Bir numaralı metro hattında, Prospekt Vernadskavo durağında saat dördü beş geçe vagonlar durdu. Delikanlı bir hızla içeri attı kendini. Birbirine benzeseler de yerdeki tuhaf izden hatırlıyordu vagonu. Zaten sondan ikinci vagondu. Zemine, koltukların altlarına dikkatle bakmaya başladı. Umutsuzluk içinde bir kez daha zeminde gezindi gözleri. Yolcuları tek tek inceledi. Hatırladığı hiç kimse yoktu. 

O metrodayken orada olan kimse kalmamıştı elbette. Evsizler ise bir önceki durakta indirilmişti. Makinist sürekli izlediği kameralardan onların farkındaydı. Birkaç saat sıcakta vakit geçirmelerine sesini çıkarmamıştı. Hem kimseye bir zararları yoktu. Ama akşamdı ve kalabalık olacaktı tren. Bu yüzden görevliden indirilmelerini istemişti.

Delikanlı umutsuzluk içinde metrodan çıktı. Kar başlamıştı ama hava soğuk sayılmazdı. Ne yapabilirdi? Onu aramaya devam edecekti. Belki açardı telefonu. Ama adresi kaybetmesini iyi bir işaret saymazdı nişanlısı. Ve aşkta olumsuz işaretlerin etkisi yıkıcı oluyordu nedense. Böyle düşünmüştü. Ama en azından gittiği şehir aklındaydı. Hem büyük bir şehir değildi. Oraya gidip çarşı pazar dolaşacaktı. Ve her şeye rağmen aramaya devam edecekti onu. Kendi hatalarını düşünerek yürüdü uzun süre.

Metrodaki evsiz adamlar delikanlının bir kilometre uzağında başka bir sokakta yürüyordu.
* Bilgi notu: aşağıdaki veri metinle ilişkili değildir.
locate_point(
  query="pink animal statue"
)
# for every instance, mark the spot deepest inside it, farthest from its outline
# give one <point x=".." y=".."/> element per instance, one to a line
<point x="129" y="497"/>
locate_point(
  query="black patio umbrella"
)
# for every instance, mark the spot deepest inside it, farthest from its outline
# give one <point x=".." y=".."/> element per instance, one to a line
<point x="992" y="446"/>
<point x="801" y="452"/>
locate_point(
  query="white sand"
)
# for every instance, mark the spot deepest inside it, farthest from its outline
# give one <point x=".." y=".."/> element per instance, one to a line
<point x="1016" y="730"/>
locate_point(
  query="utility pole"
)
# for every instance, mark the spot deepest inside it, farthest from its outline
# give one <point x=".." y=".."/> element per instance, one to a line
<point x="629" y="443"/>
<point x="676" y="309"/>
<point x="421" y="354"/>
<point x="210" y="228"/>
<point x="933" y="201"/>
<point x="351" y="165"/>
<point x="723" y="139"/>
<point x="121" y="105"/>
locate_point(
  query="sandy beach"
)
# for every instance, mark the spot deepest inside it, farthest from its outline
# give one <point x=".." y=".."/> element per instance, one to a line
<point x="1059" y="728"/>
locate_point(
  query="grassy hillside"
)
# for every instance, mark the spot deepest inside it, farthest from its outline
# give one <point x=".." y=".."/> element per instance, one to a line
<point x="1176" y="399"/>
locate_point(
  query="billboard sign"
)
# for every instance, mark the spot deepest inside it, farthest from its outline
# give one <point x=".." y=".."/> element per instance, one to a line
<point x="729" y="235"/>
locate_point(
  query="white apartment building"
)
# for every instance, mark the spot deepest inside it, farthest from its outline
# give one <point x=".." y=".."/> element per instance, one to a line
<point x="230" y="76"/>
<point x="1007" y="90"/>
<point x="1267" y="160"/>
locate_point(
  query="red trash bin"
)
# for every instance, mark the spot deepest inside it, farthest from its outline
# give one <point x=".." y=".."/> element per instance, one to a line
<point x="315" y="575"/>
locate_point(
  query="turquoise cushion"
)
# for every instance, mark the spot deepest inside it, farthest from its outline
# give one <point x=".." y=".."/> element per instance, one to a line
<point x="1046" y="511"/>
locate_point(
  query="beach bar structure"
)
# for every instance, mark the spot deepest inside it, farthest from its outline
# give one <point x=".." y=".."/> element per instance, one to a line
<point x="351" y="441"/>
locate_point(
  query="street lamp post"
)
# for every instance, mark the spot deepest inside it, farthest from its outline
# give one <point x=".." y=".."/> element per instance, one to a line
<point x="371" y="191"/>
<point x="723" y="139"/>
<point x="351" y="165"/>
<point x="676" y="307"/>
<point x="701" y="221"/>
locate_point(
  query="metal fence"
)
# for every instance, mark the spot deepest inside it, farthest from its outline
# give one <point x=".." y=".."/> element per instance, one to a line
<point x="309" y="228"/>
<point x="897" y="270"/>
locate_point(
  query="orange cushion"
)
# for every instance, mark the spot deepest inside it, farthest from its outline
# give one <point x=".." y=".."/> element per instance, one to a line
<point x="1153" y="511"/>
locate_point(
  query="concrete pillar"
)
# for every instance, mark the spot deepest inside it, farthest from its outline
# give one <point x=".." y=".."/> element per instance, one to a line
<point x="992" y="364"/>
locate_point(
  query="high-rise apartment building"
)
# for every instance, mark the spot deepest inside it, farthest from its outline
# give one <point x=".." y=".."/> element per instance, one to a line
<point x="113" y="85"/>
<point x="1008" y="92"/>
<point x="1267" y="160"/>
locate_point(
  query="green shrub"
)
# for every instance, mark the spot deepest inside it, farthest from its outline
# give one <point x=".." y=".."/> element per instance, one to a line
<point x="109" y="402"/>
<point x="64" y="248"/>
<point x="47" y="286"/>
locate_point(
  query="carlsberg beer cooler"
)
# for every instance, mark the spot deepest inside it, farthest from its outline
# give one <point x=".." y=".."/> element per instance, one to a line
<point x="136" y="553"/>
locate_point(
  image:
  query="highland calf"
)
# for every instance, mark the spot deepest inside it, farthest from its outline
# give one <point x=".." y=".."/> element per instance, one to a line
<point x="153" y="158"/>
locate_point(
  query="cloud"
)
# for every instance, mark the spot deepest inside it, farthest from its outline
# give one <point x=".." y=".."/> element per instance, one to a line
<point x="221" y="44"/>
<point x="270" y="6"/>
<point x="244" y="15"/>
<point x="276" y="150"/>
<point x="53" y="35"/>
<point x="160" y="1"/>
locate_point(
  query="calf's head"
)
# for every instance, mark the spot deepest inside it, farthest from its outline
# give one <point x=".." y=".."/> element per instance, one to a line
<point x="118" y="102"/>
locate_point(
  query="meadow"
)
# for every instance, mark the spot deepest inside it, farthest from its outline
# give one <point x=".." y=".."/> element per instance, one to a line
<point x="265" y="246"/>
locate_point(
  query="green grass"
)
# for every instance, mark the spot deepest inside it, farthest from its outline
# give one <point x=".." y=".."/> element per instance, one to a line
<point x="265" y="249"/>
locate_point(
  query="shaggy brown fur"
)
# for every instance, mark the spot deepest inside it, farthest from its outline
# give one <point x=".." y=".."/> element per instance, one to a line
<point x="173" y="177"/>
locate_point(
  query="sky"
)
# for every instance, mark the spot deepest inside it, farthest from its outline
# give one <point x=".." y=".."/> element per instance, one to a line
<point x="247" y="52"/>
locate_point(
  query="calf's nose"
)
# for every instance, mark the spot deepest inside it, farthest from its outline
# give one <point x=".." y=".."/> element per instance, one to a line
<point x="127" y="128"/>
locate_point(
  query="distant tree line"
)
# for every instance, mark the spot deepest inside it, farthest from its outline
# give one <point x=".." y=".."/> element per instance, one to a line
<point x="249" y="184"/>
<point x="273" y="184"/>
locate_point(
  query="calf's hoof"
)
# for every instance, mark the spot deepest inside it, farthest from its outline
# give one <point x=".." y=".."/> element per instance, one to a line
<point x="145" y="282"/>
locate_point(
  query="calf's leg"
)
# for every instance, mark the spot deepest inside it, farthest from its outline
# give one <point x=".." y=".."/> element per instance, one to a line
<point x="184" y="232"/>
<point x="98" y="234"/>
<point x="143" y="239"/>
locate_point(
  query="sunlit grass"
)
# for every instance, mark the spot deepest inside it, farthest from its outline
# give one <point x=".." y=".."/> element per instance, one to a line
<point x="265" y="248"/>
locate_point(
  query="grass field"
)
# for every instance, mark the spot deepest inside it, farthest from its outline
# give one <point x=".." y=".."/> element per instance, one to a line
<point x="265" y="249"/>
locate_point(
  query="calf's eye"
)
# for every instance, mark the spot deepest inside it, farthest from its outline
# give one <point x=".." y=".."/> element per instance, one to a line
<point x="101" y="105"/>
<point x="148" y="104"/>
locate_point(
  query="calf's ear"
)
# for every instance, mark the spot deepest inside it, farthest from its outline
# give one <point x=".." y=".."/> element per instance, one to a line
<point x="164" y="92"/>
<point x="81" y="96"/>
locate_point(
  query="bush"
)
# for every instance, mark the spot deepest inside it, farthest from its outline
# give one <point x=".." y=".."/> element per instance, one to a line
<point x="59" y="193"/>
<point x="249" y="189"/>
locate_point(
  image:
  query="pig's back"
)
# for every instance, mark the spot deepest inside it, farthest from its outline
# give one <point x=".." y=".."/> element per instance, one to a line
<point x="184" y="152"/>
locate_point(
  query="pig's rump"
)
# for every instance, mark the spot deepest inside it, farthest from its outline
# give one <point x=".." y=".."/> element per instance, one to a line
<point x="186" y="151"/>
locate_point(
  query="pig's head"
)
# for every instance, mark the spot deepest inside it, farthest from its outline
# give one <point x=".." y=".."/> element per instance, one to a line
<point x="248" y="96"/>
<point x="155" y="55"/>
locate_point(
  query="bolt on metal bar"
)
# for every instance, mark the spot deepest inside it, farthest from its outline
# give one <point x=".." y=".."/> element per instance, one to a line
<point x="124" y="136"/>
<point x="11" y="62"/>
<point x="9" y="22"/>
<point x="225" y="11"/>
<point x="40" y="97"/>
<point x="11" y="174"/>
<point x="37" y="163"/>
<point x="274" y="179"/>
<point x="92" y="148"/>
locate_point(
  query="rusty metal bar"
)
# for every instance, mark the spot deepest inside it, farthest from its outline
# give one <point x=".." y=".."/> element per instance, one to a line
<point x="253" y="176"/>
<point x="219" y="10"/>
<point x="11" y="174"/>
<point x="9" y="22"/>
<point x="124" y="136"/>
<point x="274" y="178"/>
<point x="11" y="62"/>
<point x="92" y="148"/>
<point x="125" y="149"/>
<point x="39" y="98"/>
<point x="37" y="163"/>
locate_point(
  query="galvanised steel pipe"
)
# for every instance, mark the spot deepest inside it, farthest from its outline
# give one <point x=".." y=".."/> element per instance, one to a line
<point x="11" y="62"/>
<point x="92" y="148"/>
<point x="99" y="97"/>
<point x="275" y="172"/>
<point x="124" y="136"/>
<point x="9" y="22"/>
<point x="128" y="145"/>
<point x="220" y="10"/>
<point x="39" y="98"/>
Binalara dikkatle bakıyor, geceyi geçirecekleri sıcak bir kuytuluk arıyorlardı.

Şişenin ömrü en azından birkaç gün uzamış gibiydi. Bir bilinci olsaydı eğer eski sahibinin yanında olmayı seçer, nişanlısı ile kavuşmalarını dilerdi.

Delikanlının nişanlısına gelince, başka bir şehre gideceği doğru değildi. Verdiği adres şehir ismi hariç tamamen her zamanki adresiydi. Delikanlıyı hep özensiz ve dikkatsiz bulurdu. Belki şu dönüp duran şişe kadar belleksizdi. Çünkü doğum gününü unutmuştu. Yine de hala umut vardı. Delikanlı yeterince isterse bulabilirdi onu. Fakat aşkta insanların kendi iradelerinin dışında güçler olduğuna da inanıyordu. Bu tuhaf fikirler kafasına nereden yerleşmişti bilinmez tabi.